When building or evaluating a predictive model, we know that a ROC curve can be useful for identifying the optimal cutoff/threshold/decision point in a classification problem with a dichotomous categorical response variable and imbalanced outcome classes. We simply find that cutoff point on the ROC curve which is closest in distance to the coordinate (0,1), which represents the perfect model with 100 percent sensitivity and specificity. This approach has worked quite well for me when the true positive rate and the true negative are equally important.
My question is a theoretical one. A gain curve takes a different approach to portraying or describing a model's performance. The gain curve for my model is shown in blue in the following plot:
The blue point on the gain curve corresponds to the optimal cutoff of 0.254, as determined by distance to (0,1) on the ROC curve. The gain curve tells us when we use 0.254 as the cutoff, and we test each observation in order of event probability (highest to lowest, represented by the red curve), the model identifies or finds about 83 percent of events after testing only about 34 percent of observations.

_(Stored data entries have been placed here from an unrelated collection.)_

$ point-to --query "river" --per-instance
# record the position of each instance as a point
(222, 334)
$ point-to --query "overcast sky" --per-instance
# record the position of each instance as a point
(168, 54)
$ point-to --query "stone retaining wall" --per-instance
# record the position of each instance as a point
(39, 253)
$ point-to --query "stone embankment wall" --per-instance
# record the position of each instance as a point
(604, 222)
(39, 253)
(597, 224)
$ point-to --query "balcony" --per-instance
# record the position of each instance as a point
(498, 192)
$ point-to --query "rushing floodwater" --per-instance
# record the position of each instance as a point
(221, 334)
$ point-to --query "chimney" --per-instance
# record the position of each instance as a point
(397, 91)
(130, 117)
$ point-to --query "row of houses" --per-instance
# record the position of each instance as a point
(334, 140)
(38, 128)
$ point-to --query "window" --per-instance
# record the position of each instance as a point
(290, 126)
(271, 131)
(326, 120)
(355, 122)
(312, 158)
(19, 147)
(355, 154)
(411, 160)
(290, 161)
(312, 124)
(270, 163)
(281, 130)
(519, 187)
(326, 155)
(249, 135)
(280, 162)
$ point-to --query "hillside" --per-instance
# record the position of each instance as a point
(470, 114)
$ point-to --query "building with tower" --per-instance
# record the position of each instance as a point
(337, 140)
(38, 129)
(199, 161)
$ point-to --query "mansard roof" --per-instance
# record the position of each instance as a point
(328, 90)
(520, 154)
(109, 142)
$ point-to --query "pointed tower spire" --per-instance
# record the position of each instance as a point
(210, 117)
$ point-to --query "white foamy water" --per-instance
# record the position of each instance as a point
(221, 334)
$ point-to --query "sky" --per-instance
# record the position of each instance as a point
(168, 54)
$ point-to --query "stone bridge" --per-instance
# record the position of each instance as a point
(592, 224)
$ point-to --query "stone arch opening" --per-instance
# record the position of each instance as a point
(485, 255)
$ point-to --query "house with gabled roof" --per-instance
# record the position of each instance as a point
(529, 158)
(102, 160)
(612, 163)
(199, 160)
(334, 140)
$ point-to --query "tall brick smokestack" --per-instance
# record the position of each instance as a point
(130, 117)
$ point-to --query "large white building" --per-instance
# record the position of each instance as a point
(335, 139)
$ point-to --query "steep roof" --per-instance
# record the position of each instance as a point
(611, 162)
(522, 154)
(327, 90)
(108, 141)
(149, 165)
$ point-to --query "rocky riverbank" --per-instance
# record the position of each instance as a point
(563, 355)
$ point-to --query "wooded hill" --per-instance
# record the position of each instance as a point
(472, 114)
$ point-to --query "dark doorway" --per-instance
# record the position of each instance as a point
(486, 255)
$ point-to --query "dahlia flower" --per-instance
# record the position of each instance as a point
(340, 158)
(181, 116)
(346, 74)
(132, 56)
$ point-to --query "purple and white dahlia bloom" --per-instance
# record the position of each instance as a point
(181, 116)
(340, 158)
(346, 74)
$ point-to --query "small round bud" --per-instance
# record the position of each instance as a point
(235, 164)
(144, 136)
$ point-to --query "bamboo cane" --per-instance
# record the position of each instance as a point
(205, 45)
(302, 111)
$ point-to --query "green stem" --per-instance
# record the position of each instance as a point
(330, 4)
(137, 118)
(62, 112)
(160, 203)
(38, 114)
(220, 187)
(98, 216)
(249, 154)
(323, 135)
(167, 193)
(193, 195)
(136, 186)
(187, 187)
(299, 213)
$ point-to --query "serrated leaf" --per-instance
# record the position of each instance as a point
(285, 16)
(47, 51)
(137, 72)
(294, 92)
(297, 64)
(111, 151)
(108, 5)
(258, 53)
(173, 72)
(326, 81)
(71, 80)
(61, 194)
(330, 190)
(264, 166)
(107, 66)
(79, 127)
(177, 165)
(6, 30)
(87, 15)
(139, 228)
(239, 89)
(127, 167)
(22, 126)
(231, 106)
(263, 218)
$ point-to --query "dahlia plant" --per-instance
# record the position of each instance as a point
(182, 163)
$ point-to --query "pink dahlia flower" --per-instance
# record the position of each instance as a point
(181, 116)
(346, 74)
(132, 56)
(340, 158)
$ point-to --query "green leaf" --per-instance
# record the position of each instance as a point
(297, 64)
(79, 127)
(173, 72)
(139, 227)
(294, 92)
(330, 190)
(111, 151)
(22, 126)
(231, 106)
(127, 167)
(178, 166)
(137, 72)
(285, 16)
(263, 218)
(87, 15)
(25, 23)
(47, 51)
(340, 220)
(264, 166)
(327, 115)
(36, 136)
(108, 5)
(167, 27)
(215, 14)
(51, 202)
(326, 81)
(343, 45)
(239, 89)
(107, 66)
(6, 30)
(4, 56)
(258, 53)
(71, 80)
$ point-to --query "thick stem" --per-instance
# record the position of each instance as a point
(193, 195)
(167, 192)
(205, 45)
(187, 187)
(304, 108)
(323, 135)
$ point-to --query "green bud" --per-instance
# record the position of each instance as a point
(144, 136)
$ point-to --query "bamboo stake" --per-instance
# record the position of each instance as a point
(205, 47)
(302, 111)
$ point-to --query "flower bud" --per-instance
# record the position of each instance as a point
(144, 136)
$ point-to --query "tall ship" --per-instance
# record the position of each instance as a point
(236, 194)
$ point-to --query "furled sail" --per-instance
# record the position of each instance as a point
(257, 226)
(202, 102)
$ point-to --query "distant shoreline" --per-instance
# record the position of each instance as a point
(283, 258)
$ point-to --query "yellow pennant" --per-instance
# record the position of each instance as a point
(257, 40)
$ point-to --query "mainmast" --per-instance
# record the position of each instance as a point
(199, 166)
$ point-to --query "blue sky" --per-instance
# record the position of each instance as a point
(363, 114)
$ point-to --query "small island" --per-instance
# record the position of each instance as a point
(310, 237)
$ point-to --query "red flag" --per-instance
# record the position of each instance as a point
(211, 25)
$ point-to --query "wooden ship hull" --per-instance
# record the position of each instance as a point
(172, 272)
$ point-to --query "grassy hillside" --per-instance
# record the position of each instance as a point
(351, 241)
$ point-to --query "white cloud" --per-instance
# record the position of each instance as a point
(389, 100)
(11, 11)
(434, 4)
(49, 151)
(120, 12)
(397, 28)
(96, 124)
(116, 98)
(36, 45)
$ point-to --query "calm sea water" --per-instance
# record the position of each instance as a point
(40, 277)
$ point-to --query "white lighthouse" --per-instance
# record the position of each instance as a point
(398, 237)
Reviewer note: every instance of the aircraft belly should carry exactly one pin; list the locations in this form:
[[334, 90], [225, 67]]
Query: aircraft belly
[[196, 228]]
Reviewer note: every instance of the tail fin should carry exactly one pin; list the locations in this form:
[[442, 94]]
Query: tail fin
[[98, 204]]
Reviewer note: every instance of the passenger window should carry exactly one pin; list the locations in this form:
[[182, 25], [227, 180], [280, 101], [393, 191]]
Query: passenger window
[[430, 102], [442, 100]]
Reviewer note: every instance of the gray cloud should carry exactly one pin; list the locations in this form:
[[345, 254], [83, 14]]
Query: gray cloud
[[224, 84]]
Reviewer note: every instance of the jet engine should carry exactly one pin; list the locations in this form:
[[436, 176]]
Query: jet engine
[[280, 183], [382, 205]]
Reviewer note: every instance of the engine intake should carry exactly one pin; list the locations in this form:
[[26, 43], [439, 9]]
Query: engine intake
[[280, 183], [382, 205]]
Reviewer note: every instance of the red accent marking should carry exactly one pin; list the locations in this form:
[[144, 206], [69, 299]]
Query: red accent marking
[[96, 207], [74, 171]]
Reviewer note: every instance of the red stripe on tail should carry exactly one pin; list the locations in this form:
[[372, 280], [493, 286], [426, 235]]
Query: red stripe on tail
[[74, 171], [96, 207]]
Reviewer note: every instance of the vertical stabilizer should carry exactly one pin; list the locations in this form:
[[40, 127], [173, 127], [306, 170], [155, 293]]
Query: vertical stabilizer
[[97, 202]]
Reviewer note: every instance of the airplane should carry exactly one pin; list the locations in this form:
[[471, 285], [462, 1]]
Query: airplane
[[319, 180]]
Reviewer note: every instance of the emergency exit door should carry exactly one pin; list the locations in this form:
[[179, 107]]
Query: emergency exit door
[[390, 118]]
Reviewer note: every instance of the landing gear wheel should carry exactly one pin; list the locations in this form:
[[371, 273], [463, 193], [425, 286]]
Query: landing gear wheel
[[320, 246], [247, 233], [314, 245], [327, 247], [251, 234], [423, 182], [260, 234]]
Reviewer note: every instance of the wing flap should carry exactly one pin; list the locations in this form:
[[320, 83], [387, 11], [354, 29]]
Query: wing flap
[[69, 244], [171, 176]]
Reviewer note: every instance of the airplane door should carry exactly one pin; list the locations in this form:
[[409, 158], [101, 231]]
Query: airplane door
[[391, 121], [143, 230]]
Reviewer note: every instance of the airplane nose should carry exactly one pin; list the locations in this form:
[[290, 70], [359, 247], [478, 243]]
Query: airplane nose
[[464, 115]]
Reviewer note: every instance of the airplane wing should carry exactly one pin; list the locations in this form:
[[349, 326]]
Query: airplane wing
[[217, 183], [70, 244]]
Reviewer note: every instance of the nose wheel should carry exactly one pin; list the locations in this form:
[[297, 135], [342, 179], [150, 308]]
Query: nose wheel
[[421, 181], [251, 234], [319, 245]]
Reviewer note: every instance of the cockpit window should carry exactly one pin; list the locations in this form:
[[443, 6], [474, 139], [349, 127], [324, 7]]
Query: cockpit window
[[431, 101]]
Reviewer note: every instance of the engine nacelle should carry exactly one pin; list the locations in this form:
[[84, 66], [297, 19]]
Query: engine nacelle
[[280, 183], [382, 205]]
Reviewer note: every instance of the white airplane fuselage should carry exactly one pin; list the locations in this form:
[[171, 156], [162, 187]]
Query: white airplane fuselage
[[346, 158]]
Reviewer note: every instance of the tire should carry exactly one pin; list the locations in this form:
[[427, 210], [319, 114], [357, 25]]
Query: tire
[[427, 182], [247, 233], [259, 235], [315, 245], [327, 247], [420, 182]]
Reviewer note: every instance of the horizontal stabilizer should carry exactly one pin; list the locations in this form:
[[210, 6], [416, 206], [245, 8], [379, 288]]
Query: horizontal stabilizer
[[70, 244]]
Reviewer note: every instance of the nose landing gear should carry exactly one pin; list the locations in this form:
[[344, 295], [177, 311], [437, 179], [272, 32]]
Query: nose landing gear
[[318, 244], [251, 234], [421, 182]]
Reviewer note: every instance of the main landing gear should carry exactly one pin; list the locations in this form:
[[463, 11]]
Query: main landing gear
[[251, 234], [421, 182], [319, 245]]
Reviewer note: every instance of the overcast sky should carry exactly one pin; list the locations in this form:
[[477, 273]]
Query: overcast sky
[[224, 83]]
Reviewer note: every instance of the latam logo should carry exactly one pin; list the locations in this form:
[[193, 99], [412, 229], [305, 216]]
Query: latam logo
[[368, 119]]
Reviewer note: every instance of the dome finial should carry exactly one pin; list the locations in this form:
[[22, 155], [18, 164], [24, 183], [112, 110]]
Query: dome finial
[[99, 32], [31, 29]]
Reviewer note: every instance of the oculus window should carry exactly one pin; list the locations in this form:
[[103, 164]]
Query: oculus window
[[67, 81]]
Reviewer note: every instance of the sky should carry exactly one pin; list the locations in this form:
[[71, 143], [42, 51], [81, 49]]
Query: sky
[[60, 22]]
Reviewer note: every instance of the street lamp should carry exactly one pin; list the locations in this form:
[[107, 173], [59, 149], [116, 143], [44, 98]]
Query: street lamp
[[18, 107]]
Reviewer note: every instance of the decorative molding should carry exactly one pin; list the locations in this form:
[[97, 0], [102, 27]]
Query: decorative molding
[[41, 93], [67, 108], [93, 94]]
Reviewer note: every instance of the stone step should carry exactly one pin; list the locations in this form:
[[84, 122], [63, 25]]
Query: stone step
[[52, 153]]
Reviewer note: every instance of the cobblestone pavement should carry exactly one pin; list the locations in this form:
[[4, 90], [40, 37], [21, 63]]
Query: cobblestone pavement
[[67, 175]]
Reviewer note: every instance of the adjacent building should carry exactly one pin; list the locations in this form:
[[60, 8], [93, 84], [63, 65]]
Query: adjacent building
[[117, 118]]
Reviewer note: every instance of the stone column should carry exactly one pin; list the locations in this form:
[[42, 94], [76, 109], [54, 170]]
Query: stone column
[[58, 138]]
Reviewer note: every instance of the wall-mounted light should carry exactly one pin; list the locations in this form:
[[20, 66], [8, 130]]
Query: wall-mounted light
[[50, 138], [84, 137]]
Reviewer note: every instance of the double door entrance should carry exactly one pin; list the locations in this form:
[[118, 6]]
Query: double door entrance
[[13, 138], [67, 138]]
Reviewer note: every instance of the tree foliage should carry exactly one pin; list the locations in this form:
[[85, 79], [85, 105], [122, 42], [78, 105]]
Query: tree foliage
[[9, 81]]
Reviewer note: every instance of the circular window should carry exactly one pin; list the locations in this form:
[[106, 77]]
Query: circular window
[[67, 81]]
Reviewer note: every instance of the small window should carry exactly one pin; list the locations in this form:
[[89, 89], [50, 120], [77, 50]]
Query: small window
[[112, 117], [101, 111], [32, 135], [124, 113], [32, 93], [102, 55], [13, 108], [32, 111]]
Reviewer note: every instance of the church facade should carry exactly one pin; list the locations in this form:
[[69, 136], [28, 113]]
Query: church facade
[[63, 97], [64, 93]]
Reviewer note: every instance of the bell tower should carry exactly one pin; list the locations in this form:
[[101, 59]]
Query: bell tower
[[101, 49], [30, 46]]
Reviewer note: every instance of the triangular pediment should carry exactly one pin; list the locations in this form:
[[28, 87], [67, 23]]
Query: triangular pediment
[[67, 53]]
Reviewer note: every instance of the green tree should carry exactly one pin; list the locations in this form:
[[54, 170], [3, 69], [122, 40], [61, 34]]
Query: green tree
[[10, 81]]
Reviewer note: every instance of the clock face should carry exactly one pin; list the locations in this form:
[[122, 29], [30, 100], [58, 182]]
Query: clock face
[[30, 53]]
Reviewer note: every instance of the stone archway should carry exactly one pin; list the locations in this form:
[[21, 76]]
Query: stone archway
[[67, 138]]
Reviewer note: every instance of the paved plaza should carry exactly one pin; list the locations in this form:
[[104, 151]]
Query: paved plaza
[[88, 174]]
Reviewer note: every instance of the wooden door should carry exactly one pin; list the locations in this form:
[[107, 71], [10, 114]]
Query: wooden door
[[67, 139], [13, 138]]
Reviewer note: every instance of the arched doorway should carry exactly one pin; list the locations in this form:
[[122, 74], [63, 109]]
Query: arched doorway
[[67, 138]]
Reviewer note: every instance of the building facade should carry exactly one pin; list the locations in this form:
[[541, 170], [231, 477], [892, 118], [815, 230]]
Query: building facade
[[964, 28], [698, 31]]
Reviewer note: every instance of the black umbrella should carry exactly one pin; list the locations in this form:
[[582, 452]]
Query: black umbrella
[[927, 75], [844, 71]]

Had my model been perfect, its gain curve would have extended in a straight line from (0,0) to the gray point at the upper-left vertex of the light gray triangle, located at (0.247, 1). The event prevalence is 0.247. That is to say, a perfect model would have found all 25,655 events after testing the first 25,655 observations, resulting in 100 percent sensitivity and specificity. The model's estimated event probabilities would have matched actual event probabilities.
Finally, my question: If what I have stated above is correct, then shouldn't the blue point (corresponding to the optimal cutoff according to the ROC curve) represent the point on the gain curve closest in distance to the gray point (which represents the termination point of a gain curve for a perfect model)? It does not, if my calculations are correct. And it's not even close. I'm left with the feeling that I must be mixing apples and oranges, but can't quite get my head around it.